The Run-In Period for Flink and Hive

Image for post
Image for post

By Jason

Many readers told us that some bugs and compatibility issues occurred when they tried to deploy Apache Flink (Flink) and integrate Hive by referring to the previous article titled “Hive Finally Has Flink!”. Although the Flink-Hive integration now exists, it does not work. To address these concerns, I wrote this article to give you more detail.

Review

In the previous article, I used CDH 5.16.2 with Hive 1.1.0. Hive versions in CDH 5.x cannot be later than Hive 1.1.0. This seems hard to understand. The Flink source code is not very compatible with Hive 1.1.0, so many problems occur. To achieve compatibility with the current version, I modified the Flink code based on the CDH 5.16.2 environment, packaged, and deployed the code again.

Many open-source projects, such as Apache Atlas, Apache Spark, Hive 1.2.x, and Hive 1.1.x, are compatible with Flink in most cases after some JAR packages have been replaced. In the environment I use, the JAR package of Hive 1.1.0 is replaced by Hive 1.2.1. At the beginning of this article, I will solve this issue. Then, I will introduce some practices that are not mentioned in the previous article.

Complex and Difficult Issues

I summarize all the questions from readers into three types:

  1. Flink is connected to Hive by APIs. Is there a command-line interface (CLI) similar to Spark SQL CLI?
  2. The Hadoop environment is not identified or the configuration file is not found.
  3. Dependency packages, classes, or methods are not found.

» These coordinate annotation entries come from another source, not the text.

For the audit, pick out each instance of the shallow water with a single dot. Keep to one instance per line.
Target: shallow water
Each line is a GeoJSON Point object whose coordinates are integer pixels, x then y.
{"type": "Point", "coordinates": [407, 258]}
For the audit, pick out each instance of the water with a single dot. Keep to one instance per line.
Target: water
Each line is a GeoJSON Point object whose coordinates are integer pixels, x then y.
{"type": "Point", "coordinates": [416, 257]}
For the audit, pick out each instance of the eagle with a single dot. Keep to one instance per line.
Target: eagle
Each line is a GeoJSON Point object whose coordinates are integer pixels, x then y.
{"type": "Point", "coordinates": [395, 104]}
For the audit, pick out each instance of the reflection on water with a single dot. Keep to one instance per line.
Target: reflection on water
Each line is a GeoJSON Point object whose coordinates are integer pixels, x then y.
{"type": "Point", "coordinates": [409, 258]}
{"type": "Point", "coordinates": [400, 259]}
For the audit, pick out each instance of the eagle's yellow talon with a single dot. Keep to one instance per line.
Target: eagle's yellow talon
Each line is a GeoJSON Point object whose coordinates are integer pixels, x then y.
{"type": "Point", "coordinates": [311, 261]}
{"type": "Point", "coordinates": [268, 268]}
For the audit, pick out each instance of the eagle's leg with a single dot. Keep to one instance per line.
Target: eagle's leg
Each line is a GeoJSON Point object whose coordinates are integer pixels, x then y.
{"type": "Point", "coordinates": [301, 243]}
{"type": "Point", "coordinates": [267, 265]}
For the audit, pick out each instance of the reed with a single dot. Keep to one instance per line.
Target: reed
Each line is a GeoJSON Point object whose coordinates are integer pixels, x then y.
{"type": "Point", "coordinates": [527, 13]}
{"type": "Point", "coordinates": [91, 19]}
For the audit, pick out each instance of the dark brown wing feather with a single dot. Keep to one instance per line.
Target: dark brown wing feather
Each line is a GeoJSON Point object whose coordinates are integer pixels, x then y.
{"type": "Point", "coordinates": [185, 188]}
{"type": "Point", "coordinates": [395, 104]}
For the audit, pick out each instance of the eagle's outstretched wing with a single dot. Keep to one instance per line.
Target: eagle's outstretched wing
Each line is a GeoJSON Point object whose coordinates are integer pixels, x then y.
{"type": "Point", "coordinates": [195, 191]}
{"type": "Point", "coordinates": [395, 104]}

Some readers do not know how to configure catalogs for Flink to connect with Hive. Here is a complete conf/sql-client-hive.yaml example file:

catalogs:
- name: staginghive
type: hive
hive-conf-dir: /etc/hive/conf
hive-version: 1.2.1
execution:
planner: blink
type: batch
time-characteristic: event-time
periodic-watermarks-interval: 200
result-mode: table
max-table-result-rows: 1000000
parallelism: 1
max-parallelism: 128
min-idle-state-retention: 0
max-idle-state-retention: 0
current-catalog: staginghive
current-database: ssb
restart-strategy:
type: fallback
deployment:
response-timeout: 5000
gateway-address: ""
gateway-port: 0
m: yarn-cluster
yn: 2
ys: 5
yjm: 1024
ytm: 2048

The sql-client-hive.yaml file contains the following content:

  1. The path of the Hive configuration file is configured in catalogs.
  2. The YARN configuration information is configured in deployment.
  3. The Blink planner and batch type are configured in execution. The batch type is relatively stable, applicable to traditional batch processing, and fault-tolerant. Moreover, we recommend that you enable compression when you write intermediate data to a disk. In addition to batch, Flink also supports the streaming type.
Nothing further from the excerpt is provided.